As can be seen in Table 3, Inception-v2 has the best overall classification indexes, with the accuracy for DF reaching 91.04%, the precision for AK reaching 94.24%, the recall for BKL reaching 89.76%, and the F1-score for AK reaching 91.26%, which represent the best results of those for the seven dermatological conditions. Figure 9 shows the confusion matrices and the ROC curves for the classification results. It is straightforward to observe that the Inception-v2 model exhibits a better classification performance. Figure 10 shows the accuracy curves for the classification results, Figure 11 shows the loss curves for the classification results, and Figure 12 shows a histogram of the classification results.

4.1. Comparison with Other Different Models

The following table presents a comparative analysis of this paper’s model with five models from existing studies [38,39,40,41,42]. The overall accuracy, precision, recall, and F1-score metrics were evaluated and compared, and the results are displayed in the table. The accuracy, recall, and F1-score in this paper reached 0.8904, 0.9015, and 0.8876, respectively, which demonstrated the highest performance in the comparison experiments (Table 4).

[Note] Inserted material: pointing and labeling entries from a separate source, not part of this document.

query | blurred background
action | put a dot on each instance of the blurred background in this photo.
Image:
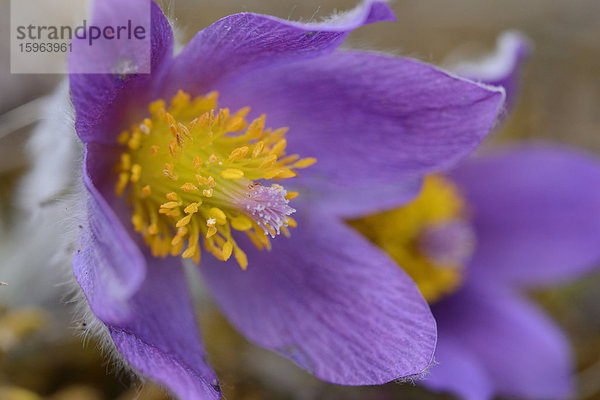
(42, 355)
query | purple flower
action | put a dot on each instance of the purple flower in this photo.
(168, 170)
(534, 214)
(523, 217)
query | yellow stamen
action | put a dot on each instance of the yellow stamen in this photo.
(398, 233)
(191, 171)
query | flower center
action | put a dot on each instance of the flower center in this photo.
(430, 238)
(191, 172)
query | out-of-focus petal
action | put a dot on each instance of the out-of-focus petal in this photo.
(458, 371)
(375, 123)
(524, 354)
(162, 340)
(330, 301)
(536, 211)
(501, 67)
(106, 103)
(246, 41)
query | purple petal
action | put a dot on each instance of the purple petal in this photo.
(458, 371)
(246, 41)
(144, 301)
(524, 353)
(162, 339)
(375, 123)
(502, 67)
(330, 301)
(104, 103)
(536, 213)
(108, 265)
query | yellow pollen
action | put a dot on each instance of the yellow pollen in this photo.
(232, 173)
(400, 233)
(191, 170)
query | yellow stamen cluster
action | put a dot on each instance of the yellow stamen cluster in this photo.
(190, 172)
(398, 232)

In order to gain insight into the learning status of dermoscopic images within the model, the optimal model was visualised and analysed using the Gradient-Weighted Class Activation Mapping (Grad-CAM) method. The results are presented in Figure 13. This method enables specific image regions that provide meaningful information for pre-model predictions to be highlighted. This paper employed Grad-CAM to visualise the decision-making mechanism for the predictions in the trained model. Grad-CAM is a gradient-based deep network visualisation method that elucidates the basis of deep neural network classification in the form of heat maps, which facilitate the interpretation of the classification judgments based on the pixel points of an image. The colours in the heat map indicate areas of interest, with red indicating a high degree of relevance to the target category and blue indicating a lesser degree of attention to the area. The purple area represents the result of filling in the blank area after data enhancement of the image. Grad-CAM facilitates the prediction of outcomes when observing the regions of interest that the model prioritises. As illustrated in the figure, the most considerable regions of interest that the model focuses on for dermatoscopic image classification are in the lesion region, indicating that the model has effectively learned the features of the lesion region.

4.2. Ablation Experiments

In order to ascertain the efficacy of this paper’s model for the enhancement of dermoscopic images, hair removal, and the utilisation of the focal loss function, ablation experiments were designed to determine whether these three methods should be employed. The experimental design is as follows:

Experiment 1: Using hair removal and focal loss without data enhancement;
Experiment 2: Using data enhancement and focal loss without hair removal;
Experiment 3: Using hair removal and data enhancement without focal loss;
Experiment 4: Using all elements.

Table 5 presents the overall mean accuracy, precision, recall, and F1-score for the four experiments. As can be seen from the table, all three methods contribute to the overall performance, with the metrics decreasing after removal. The greatest impact on the overall model is that of focal loss. The use of focal loss compared to not using it resulted in a 4.6% improvement in accuracy, a 6.1% improvement in F1-score, and a 5.3% improvement in precision. Among the aforementioned factors, data enhancement had the greatest impact on recall, with an improvement of 8.8%. The results of the ablation experiments demonstrate that the combination of data enhancement, hair removal, and the use of the focal loss function can effectively improve the overall classification performance of the model.

5. Conclusions

This paper proposes a unique multiclassification model for dermatological images based on Inception-v2 and the focal loss function. The model is developed by comparing two different loss functions, NNLLoss and focal loss, and is designed to enhance the classification of dermatological images. The results demonstrate that focal loss enhances the functionality of the model in the case of an uneven dataset distribution. Furthermore, the use of data augmentation is shown to balance the dataset in such cases, while hair removal improves detection and classification. Finally, ablation experiments demonstrate the contribution of each module to the overall model performance. The results show that under the training of the proposed method, the proposed model is able to effectively classify seven types of dermatological images with a peak accuracy of 91.42% and an average accuracy of 89.04%, which provides a good classification performance and can provide important support to dermatologists and health professionals in diagnosing dermatological diseases.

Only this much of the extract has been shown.